Why Photograph?

May 6th, 2006 Comments Off

islands-of-the-bahamas.jpg

Why am I doing this? The only reason I can justify is ego. I think I can do it better. I was getting frustrated with the level I was seeing on the web, what was passing for photography. Or even what was passing for “work.” I think it is not enough just have a daily commitment to photography. While is is true, as SebastiƤo Salgado once said to me, “every day you make pictures, there are pictures,” showing them is a different matter.
So you work every day. Are you committed to looking or just making? The making is easy. And Blogs have made it even easier to shoot work and share work with others. A lot of the drudgery is gone. Used to be, I would shoot and process the same day, make contacts, get the loupe out, despair. It was a real commitment to make pictures, at least the ones that I was paying for. Magazine clients helped, and eventually replaced most of the personal work that I do. But its not the same. The film is processed in a lab and proofed by people I seldom meet and takes on an average quality, a regression to the mean. I remember the winter all I had to proof on was Agfa Insignia Grade 2. It was soft, too soft it turns out for low light interior work, fine for the outdoors based on my exposures. So all the interiors were very sombre. It’s funny now, but at the time, if drastically affected my work, the simple fact that I couldn’t afford to go out and buy some more variable contrast paper. And on another level, I didn’t want to either, there was something about the mood of those pictures that expressed something I didn’t understand until years later. At the time, I was just frustrated, and very stubborn. So much was going on indoors and I couldn’t get it technically on film and on paper. I thought they were failures.
Recently I scanned all of that film and corrected the contrast problem easily.
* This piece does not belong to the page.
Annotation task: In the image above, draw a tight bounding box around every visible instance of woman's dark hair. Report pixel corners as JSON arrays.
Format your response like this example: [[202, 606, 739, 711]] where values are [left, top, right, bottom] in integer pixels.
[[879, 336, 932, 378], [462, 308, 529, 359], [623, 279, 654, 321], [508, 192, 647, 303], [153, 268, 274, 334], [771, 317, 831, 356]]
A few edits in Photoshop was all it took. But it took more than that to get me to understand what that work meant to me, many years experience in fact. So I go back to looking and making. While it is a lot easier to make pictures now, the looking part has not changed, and sometimes the looking is internal and not external.
Had I been working digitally then, and had I confronted the same problems, it would have taken only a few adjustments to sort out the contrast issues. I’m not sure that my understanding of the work would have been adjusted so easily.